Hay otra manifestación de Milei (reproducida también por sus seguidores) que cobra particular relevancia. Cuando denigra a opositores y periodistas, y alguien objeta sus insultos, él argumenta que “no se bancan el vuelto”. Con esta frase no solo busca justificar su extrema hostilidad (desconociendo su rol institucional y la diferencia posicional), sino que, una vez más, recurre a una empobrecida metáfora económica. Asimismo, propone una lógica que, aunque contiene mucho de infantil, impregna de una mentalidad vengativa al discurso público, y con ello, ya nos introducimos en otro sector de la lengua de los libertarios.

VII. “El estilo válido para todo el mundo –dice Klemperer– era el del agitador que grita como charlatán”. También relata que los periódicos nazis ensalzaban la destrucción como si fuera un acto patriótico y que cada discurso oficial “deformaba una relación pacífica para darle un cariz bélico”.

Con evidente amargura el autor explica, además, el daño que produjo la designación de un número de judíos como “privilegiados” y, con similar sentimiento, advierte que sin solución de continuidad pasaron de hablar de la cultura, del humanismo y la democracia a referirse continuamente al “comportamiento heroico”. En suma, como él mismo señala, “la distinción entre ario y no ario lo dominaba todo”.

La retórica libertaria también recurre diariamente a la arenga bélica, violenta y estigmatizante. Al igual que hace ya más de 80 años, hay quienes en Argentina aplauden y festejan la destrucción, despliegan un odio visceral a los que el gobierno designa como privilegiados (casta, empleados públicos, etc.), y todo se sintetiza en la distinción entre “argentinos de bien” y “zurdos”. Mientras a estos últimos se los amenaza (“van a correr”, “los vamos a ir a buscar hasta el último rincón del planeta.

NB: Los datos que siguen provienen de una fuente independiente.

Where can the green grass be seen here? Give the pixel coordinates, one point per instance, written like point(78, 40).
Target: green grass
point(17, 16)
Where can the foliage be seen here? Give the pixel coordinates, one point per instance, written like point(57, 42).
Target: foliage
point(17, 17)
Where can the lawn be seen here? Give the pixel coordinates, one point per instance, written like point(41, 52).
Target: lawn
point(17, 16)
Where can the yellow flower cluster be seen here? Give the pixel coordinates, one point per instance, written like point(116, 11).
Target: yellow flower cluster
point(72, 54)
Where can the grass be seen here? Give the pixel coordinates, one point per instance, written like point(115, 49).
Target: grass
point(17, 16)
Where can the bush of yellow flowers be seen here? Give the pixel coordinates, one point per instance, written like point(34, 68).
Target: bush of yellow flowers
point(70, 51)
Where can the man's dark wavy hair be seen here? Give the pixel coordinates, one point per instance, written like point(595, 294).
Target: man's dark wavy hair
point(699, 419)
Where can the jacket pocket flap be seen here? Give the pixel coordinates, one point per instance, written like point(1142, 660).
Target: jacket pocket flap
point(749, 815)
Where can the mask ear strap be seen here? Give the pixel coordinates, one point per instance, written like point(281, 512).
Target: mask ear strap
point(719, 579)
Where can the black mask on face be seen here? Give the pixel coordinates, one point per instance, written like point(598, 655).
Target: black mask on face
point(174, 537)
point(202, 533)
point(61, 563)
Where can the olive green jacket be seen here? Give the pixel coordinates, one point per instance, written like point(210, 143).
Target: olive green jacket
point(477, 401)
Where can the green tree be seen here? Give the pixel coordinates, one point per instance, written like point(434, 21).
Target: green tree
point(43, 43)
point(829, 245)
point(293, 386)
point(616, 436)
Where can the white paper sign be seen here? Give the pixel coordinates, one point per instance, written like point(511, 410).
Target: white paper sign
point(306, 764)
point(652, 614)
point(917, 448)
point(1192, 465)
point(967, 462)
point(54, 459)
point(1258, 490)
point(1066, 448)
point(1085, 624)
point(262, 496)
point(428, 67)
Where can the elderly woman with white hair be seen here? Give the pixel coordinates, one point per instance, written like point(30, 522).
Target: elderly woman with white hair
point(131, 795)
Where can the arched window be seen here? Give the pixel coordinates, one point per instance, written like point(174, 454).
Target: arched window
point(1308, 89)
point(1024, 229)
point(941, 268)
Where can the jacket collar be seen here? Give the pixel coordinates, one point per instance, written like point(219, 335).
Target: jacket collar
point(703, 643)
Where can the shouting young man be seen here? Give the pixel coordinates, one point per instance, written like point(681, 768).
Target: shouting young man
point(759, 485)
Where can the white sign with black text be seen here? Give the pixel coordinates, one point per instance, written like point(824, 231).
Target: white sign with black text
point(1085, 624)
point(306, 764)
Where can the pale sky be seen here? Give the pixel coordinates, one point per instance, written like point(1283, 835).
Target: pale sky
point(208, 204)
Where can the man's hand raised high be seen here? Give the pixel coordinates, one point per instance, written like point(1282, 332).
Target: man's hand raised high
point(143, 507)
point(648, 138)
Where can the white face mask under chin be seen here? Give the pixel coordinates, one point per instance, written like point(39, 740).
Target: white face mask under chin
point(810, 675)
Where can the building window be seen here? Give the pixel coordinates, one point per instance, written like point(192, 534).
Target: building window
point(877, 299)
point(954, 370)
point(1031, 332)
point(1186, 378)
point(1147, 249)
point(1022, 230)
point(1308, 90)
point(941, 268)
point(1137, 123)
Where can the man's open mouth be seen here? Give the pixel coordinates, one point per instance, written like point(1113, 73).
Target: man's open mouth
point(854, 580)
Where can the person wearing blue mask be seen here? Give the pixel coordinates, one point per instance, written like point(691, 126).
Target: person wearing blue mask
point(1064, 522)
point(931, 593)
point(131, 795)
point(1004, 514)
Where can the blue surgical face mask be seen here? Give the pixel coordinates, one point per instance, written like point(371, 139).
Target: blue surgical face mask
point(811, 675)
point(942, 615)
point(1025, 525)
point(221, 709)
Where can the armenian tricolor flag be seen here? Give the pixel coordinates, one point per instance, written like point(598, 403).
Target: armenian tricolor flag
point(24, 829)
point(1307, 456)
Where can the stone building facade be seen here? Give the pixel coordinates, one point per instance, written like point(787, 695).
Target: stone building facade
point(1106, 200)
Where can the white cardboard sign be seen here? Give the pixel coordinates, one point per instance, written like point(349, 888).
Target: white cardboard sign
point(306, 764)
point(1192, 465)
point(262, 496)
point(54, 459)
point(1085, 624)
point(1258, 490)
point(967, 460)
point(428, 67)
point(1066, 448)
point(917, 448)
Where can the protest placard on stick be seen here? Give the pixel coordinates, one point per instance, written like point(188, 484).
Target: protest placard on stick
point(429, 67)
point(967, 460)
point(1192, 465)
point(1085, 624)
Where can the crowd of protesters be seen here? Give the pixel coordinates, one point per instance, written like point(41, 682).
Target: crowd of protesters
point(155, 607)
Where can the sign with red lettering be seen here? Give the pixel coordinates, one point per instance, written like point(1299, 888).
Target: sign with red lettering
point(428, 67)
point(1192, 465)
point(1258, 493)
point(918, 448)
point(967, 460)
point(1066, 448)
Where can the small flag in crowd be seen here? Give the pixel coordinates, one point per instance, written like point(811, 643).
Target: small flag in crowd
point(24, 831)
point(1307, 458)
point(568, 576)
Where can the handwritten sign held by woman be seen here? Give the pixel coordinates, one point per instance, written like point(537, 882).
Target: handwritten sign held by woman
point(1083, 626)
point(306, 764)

Zurdos hijos de putas tiemblen”), hay un grupo a los que se los llama “héroes”: los empresarios.

VIII. Así caracterizó Klemperer a Hitler: “La sobreexcitación de la megalomanía vivía en él en continuo conflicto con los delirios paranoicos, de modo que ambos estados patológicos se exacerban recíprocamente y que desde esa patología la infección se contagió al cuerpo del pueblo alemán”.

Por todo ello el autor escribió su libro, para entender qué (le) ocurría y para documentar un proceso social que ayude al mundo estar prevenidos en un futuro. No se trata, entonces, sólo de discernir el discurso de un déspota, sino de comprender cómo ese lenguaje se traduce en una psicología social, cómo invade el cuerpo y los vínculos de millones de sujetos. Se trata de advertir, lo más a tiempo posible, que la humillación se transforma en autodenigración; que las agresiones, mentiras y exageraciones, no esconden solamente las oscuras intenciones de un gobierno sino, también, su impotencia y sus fracasos. Y, sobre todo, se trata de que durante el tiempo en que el déspota logra imponerse, no terminemos todos hablando el lenguaje del vencedor.